Imperceptible Politics: Illegalized Migrants and Their Struggles for Work and Unionization
Lebenswissenschaftliche Fakultät
This article argues that illegalized migrants carry the potential for social change not only through their acts of resistance but
also in their everyday practices. This is the case despite illegalized migrants being the most disenfranchised subjects produced
by the European border regime. In line with Jacques Rancière (1999) these practices can be understood as ‘politics’.

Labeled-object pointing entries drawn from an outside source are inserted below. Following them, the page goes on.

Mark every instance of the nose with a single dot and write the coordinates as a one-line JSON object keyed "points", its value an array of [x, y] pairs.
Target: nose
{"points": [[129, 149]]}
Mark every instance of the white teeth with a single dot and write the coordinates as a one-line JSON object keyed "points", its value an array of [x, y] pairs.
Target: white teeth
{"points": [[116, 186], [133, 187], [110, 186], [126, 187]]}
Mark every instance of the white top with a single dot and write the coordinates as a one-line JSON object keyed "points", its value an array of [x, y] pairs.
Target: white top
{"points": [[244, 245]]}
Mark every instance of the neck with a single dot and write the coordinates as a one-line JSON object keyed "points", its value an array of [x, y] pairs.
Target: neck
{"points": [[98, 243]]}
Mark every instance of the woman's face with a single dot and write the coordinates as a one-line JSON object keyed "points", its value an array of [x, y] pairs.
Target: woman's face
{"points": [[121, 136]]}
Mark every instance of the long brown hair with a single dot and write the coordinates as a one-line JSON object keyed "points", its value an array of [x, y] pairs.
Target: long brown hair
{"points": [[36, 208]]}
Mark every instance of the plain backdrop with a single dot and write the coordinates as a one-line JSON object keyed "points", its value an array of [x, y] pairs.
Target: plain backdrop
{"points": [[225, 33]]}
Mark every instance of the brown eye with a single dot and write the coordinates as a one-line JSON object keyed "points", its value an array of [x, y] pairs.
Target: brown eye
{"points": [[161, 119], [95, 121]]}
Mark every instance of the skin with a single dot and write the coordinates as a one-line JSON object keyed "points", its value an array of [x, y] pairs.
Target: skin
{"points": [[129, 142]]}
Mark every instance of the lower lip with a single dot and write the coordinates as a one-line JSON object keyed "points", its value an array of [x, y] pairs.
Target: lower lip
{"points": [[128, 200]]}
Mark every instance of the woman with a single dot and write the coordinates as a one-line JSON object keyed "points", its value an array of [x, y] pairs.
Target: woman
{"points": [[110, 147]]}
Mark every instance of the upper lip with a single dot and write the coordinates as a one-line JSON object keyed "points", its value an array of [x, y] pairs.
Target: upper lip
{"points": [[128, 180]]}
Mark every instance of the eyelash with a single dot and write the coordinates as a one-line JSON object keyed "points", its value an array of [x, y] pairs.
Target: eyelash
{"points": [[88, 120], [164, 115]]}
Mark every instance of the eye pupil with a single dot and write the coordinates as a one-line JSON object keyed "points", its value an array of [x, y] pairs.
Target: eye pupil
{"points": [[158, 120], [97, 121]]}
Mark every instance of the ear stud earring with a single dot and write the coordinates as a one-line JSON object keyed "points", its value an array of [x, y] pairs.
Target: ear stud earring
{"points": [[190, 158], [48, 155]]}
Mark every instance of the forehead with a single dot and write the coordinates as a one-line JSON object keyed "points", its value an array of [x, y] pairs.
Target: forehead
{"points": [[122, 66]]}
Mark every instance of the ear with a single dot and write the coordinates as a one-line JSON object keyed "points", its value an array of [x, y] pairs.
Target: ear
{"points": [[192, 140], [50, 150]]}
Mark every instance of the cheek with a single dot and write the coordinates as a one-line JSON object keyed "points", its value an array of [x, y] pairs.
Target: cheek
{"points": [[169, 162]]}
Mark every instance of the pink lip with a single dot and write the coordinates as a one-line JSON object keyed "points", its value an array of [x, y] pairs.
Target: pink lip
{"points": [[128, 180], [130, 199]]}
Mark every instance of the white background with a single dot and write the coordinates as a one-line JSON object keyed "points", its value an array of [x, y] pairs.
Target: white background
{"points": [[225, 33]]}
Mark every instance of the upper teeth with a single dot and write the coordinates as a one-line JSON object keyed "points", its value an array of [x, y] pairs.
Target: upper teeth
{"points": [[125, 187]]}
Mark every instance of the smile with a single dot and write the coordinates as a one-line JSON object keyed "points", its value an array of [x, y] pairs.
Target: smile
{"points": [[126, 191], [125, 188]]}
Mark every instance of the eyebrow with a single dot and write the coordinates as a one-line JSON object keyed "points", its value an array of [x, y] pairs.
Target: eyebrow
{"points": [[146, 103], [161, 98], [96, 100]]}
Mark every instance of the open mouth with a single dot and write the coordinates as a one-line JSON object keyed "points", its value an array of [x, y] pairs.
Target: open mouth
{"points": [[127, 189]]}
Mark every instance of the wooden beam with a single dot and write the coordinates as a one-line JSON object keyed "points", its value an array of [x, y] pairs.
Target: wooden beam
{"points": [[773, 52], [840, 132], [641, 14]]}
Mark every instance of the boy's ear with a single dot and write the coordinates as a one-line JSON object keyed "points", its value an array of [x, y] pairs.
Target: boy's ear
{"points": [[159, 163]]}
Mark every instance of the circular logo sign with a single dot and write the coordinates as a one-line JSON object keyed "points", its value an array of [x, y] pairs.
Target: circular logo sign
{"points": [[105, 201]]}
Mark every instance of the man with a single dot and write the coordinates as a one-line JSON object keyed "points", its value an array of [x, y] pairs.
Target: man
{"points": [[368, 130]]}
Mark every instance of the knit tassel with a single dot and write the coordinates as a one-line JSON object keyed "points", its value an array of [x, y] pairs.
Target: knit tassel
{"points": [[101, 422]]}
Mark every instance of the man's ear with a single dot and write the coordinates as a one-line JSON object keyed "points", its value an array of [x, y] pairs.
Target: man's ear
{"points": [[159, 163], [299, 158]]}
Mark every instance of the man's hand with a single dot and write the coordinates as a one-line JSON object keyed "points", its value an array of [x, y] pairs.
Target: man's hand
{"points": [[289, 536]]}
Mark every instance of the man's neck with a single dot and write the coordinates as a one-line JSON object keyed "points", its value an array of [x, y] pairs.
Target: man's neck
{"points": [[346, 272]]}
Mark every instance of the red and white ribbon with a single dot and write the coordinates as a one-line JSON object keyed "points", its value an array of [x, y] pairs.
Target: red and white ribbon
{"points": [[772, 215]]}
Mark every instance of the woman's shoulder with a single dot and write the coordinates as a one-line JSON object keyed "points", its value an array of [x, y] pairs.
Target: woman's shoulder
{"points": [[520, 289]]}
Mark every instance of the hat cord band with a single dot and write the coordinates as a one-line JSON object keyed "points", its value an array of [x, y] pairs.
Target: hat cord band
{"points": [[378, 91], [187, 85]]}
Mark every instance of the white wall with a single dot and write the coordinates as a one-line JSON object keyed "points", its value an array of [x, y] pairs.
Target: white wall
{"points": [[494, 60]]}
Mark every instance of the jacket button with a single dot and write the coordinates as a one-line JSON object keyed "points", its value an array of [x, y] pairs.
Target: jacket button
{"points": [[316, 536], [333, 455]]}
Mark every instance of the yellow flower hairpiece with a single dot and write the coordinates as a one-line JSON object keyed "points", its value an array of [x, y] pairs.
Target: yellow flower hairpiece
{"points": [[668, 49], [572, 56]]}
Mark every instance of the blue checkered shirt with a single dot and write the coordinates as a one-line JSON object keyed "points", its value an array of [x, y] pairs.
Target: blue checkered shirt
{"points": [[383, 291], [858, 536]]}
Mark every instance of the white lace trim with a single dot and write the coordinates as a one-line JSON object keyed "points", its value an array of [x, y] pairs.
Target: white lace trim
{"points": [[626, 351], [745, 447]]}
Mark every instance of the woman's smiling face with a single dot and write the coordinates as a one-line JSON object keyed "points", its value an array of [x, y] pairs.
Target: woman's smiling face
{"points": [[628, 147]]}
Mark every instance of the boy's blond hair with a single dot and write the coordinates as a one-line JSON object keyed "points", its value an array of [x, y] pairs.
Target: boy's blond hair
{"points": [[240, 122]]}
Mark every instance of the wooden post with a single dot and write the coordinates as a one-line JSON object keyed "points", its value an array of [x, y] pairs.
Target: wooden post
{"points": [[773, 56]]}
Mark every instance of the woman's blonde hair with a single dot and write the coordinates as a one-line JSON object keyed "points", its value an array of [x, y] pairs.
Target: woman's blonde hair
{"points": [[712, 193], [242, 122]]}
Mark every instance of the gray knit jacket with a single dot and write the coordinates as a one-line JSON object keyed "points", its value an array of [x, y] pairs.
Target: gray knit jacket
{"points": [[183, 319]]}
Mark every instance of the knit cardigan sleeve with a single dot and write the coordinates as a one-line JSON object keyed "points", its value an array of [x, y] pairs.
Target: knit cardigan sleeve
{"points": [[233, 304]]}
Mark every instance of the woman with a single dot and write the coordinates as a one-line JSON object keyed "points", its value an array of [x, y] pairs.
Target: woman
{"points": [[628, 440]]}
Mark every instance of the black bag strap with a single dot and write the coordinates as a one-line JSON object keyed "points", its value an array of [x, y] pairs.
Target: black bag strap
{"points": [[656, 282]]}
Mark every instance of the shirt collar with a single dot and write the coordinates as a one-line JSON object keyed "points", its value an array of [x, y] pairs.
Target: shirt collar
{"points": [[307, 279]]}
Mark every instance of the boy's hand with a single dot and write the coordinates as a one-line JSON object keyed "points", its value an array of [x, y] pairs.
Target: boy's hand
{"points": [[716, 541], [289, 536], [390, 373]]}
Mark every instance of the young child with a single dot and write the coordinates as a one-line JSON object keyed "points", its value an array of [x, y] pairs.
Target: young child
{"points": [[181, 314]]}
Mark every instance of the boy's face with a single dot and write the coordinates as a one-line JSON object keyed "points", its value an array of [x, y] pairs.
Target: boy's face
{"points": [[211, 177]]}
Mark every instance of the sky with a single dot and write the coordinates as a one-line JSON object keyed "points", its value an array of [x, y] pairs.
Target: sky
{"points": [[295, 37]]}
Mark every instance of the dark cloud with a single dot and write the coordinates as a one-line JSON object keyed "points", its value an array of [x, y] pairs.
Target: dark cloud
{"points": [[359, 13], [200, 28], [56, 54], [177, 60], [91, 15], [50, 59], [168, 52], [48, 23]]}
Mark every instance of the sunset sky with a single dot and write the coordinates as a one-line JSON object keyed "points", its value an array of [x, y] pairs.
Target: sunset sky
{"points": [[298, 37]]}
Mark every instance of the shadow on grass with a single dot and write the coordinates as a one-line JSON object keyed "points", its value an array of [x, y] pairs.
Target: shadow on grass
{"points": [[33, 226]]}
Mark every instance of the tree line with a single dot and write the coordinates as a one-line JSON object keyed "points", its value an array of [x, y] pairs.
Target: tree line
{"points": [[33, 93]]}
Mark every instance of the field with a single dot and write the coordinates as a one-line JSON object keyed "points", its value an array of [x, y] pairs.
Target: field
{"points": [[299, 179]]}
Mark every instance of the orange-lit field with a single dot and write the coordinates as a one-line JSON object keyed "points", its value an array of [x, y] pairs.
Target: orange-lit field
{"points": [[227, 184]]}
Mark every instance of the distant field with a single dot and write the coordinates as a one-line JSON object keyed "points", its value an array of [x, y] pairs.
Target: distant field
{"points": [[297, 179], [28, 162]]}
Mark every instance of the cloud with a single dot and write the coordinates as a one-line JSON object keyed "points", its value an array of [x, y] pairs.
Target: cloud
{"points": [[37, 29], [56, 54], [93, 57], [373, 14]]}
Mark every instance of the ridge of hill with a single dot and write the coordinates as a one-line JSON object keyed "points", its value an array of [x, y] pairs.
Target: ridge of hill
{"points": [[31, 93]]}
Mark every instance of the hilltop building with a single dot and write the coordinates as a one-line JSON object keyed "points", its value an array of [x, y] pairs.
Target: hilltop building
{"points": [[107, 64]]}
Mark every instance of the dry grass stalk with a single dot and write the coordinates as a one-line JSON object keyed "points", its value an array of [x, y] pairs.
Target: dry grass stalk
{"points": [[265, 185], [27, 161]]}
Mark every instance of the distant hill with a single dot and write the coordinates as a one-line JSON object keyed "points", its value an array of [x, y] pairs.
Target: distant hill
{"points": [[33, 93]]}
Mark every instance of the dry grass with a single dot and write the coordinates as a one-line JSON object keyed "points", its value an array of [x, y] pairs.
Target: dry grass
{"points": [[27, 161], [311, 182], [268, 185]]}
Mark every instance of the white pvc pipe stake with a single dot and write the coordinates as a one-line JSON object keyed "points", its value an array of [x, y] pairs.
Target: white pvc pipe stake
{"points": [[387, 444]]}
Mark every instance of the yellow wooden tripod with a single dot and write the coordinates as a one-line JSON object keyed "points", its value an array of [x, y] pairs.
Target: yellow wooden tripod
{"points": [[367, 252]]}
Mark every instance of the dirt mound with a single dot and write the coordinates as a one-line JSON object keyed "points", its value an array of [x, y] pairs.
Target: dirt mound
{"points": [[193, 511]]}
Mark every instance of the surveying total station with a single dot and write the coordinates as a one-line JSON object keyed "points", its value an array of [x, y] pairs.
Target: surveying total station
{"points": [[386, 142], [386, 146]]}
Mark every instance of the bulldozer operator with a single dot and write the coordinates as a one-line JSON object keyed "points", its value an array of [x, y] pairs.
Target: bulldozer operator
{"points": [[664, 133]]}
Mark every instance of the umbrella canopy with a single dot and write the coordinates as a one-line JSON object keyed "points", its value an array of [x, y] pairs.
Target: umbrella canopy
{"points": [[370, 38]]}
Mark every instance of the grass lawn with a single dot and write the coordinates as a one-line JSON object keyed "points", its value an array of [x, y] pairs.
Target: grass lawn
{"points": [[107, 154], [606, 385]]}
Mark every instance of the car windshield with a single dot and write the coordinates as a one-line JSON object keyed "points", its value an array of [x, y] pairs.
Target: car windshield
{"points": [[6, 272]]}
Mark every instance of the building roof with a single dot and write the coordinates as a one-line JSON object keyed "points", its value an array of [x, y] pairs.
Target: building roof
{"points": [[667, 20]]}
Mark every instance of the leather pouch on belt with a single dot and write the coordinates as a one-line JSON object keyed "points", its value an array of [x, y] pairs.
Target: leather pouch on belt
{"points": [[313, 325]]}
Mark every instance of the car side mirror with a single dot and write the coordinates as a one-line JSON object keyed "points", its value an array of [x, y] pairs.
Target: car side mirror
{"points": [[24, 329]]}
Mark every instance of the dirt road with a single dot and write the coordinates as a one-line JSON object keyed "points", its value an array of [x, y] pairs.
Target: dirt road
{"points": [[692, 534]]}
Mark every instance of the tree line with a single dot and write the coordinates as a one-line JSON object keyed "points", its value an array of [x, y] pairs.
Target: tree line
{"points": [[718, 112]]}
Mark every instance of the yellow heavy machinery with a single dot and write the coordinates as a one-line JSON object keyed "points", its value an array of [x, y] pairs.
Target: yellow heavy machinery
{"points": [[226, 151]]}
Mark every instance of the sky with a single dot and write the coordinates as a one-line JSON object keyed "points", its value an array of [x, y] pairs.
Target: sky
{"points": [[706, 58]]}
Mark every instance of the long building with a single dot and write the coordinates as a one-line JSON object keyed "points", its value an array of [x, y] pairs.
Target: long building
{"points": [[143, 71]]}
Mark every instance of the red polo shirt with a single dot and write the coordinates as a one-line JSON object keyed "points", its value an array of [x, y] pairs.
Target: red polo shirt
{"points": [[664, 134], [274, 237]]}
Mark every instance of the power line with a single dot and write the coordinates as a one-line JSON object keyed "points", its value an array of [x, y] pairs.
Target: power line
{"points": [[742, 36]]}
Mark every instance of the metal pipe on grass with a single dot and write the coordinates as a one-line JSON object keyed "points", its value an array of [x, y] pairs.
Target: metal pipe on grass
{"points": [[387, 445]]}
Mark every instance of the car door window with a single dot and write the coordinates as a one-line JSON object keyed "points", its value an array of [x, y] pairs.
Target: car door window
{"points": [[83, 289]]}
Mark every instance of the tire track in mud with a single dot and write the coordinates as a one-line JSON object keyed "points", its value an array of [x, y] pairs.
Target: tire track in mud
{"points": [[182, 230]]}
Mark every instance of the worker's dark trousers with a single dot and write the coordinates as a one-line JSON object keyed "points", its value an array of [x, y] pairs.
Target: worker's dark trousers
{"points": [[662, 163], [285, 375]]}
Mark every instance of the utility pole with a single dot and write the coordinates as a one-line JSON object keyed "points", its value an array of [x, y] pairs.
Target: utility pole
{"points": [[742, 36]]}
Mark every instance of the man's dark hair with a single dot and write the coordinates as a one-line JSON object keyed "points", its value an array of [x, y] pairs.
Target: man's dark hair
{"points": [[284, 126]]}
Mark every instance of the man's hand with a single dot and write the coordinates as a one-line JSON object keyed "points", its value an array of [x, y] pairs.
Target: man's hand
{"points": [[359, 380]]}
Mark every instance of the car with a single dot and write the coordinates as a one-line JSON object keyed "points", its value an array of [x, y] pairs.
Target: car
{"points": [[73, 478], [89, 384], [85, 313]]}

For Rancière, becoming a political subject requires visibility, while other scholars (Papadopoulos & Tsianos, 2007; Rygiel,
2011) stress that this is not necessarily the case. They argue that political subjectivity can also be achieved via invisible
means; important in this discussion as invisibility is an essential strategy of illegalized migrants. The aim of this article is
to resolve this binary and demonstrate, via empirical examples, that the two concepts of visibility and imperceptibility are
often intertwined in the messy realities of everyday life. In the first case study, an intervention at the ver.di trade union
conference in 2003, analysis reveals that illegalized migrants transformed society in their fight for union membership, but
also that their visible campaigning simultaneously comprised strategies of imperceptibility. The second empirical section,
which examines the employment stories of illegalized migrants, demonstrates that the everyday practices of illegal work
can be understood as ‘imperceptible politics’. The discussion demonstrates that despite the exclusionary mechanisms of
the existing social order, illegalized migrants are often able to find work. Thus, they routinely undermine the very foundations
of the order that produces their exclusions. I argue that this disruption can be analyzed as migrants’ ‘imperceptible
politics’, which in turn can be recognized as migrants’ transformative power.